Le danger, c’est d’être dans la posture de la groupie. Quand on adore lire – ce qui est mon cas, au même titre que de nombreux autres écrivains – et qu’on rencontre celles et ceux que nous lisons, l’admiration peut prendre le dessus sur notre l’esprit critique. Et si on perd l’esprit critique, on perd la réflexion. Et sans réflexion, on ne peut plus écrire. Me concernant, je n’ai jamais été fascinée par le milieu. Comme mon héroïne, j’ai grandi en banlieue, je n’appartiens pas à ce milieu à l’origine. Et, comme elle, je l’observe comme je pourrais observer un pays étranger dont je tente de comprendre les us et coutumes, les règles tacites. Il ne s’agissait pas de fascination pour moi, mais plutôt d’un sentiment d’étrangeté.

Quel est votre dernier coup de cœur culturel ?

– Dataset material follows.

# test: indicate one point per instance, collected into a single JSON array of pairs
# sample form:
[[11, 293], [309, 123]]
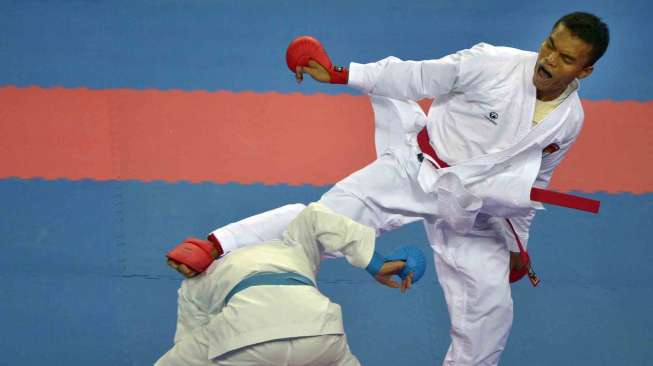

Grâce à un tweet de Stephen King, j’ai découvert la série From. Une série américaine qui est passée sous les radars, et qui est pourtant géniale. Alors, il s’agit d’horreur, mais c’est peut-être de cela que nous avons besoin quand on sort un livre : ressentir des émotions fortes, très très fortes. C’est l’histoire d’un groupe de personnes qui se trouvent dans une ville d’apparence normale. Ils y sont piégés et doivent faire face aux menaces de la forêt environnante.